Characterization of the functional interactions of plastidial starch phosphorylase and starch branching enzymes from rice endosperm during reserve starch biosynthesis

- Biochemical interactions of rice Pho1 and BE were characterized.
- Pho1 can efficiently synthesize branched glucans by forming the hetero-dimer with either of BE isoforms.
- Pho1 is capable of de novo synthesis of linear dextrins from maltose.
- Pho1 might play essential roles in the initial process of starch biosynthesis in developing rice endosperm.

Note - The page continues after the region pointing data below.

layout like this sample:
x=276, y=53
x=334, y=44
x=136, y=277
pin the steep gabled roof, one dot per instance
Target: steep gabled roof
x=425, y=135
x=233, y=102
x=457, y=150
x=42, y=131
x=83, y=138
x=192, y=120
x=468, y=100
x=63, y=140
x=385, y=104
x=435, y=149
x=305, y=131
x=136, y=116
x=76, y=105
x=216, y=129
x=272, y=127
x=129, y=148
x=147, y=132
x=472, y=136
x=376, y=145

Functional interactions of plastidial phosphorylase (Pho1) and starch branching enzymes (BEs) from the developing rice endosperm are the focus of this study. In the presence of both Pho1 and BE, the same branched primer molecule is elongated and further branched almost simultaneously even at very low glucan concentrations present in the purified enzyme preparations. By contrast, in the absence of any BE, glucans are not, to any significant extent, elongated by Pho1. Based on our in vitro data, in the developing rice endosperm, Pho1 appears to be weakly associated with any of the BE isozymes. By using fluorophore-labeled malto-oligosaccharides, we identified maltose as the smallest possible primer for elongation by Pho1. Linear dextrins act as carbohydrate substrates for BEs. By functionally interacting with a BE, Pho1 performs two essential functions during the initiation of starch biosynthesis in the rice endosperm: First, it elongates maltodextrins up to a degree of polymerization of at least 60. Second, by closely interacting with BEs, Pho1 is able to elongate branched glucans efficiently and thereby synthesizes branched carbohydrates essential for the initiation of amylopectin biosynthesis.